Quinn: Yeah, you didn't handle that well, because you told her her daughter was a fat asshole. [Laughs.]

Gatto: That’s right, I put it right back on her. She said, “My daughter died of cancer.” I said, “Doesn’t matter, she was a fat asshole.”

Impractical Jokers

Sal, we need to talk about the Jaden Smith tattoo—
Vulcano: We actually met him at Comic Con. He was actually wearing a Batman suit, the one that he wore to Kim and Kanye’s wedding. We thought it was just somebody, and when he got up to us we realized it was him. And this was right after I got the tattoo, so we were all like, this is too serendipitous. I have to show it to him. But the episode hadn't aired yet, so we were afraid that if he had an adverse reaction to it, he'd be like, "I don't think that's funny, I don't like that," and stop us from putting it on TV. But he was really cool about it. He actually taped it—he has him seeing it for the first time on tape.
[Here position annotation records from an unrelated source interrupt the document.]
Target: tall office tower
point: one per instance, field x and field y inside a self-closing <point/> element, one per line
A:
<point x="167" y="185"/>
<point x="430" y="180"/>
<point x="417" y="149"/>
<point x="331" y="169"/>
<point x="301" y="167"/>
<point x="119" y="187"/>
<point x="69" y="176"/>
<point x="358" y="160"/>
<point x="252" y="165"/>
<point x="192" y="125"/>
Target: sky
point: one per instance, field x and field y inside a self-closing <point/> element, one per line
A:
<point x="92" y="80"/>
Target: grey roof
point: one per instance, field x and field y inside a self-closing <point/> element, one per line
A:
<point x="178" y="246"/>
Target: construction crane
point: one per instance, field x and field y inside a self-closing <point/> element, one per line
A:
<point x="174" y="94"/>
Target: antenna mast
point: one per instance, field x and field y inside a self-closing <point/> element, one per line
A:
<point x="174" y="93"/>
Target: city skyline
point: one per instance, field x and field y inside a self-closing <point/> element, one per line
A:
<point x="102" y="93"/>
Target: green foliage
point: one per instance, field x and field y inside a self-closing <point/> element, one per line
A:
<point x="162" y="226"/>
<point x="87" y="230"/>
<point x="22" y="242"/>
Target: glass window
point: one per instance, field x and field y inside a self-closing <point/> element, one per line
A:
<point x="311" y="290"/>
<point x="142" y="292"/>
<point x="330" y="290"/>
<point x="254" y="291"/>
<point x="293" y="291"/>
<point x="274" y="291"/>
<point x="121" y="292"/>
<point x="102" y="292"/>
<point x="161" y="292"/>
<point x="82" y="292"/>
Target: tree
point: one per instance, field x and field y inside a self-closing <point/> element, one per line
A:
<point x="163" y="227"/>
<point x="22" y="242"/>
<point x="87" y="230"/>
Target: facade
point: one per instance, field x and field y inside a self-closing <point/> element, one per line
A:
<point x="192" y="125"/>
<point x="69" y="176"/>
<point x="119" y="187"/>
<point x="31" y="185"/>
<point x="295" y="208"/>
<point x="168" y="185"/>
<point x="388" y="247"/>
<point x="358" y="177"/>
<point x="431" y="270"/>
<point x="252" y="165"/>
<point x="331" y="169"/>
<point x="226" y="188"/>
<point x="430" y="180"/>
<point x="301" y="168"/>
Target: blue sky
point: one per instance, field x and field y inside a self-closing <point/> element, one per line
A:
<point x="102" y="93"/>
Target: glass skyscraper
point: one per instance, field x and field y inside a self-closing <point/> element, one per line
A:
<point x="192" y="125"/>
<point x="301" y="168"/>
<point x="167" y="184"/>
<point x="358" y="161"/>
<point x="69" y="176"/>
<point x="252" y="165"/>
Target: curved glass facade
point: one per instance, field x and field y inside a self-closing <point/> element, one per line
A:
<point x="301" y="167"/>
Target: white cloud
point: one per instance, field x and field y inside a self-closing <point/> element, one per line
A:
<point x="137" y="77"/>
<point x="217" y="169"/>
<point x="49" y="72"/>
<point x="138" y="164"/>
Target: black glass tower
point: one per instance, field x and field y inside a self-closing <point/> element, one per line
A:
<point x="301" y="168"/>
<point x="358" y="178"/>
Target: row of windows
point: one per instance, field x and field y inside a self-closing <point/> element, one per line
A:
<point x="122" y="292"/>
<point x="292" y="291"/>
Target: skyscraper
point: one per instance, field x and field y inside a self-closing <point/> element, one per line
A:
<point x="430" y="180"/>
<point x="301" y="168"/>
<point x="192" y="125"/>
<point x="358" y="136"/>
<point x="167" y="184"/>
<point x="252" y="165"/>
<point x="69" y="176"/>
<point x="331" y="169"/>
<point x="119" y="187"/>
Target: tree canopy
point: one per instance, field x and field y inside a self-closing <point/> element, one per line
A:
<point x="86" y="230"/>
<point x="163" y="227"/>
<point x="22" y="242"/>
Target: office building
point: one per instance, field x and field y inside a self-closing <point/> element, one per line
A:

He was like, "Oh my God!!!" We thought we might become best friends with him after that, and we've never heard from him ever again. [Laughs.]

Who are you more focused on impressing, your fans, yourselves, or the comedy community?
Quinn: I don't even think about the comedy community at all.

But do you guys consider yourselves part of it?
Vulcano: The comedy community has embraced us, wholeheartedly. People that are more in the public and celebrity, but even stand-ups, sketch people on SNL, those people—and it's been wonderful to have them embrace it. But I think for us, the barometer of the show is what we think might be funny. 

Murray: Our goal is just to make each other laugh. If we can make each other laugh, then we know. We hope that people will respond to it in the same way we do.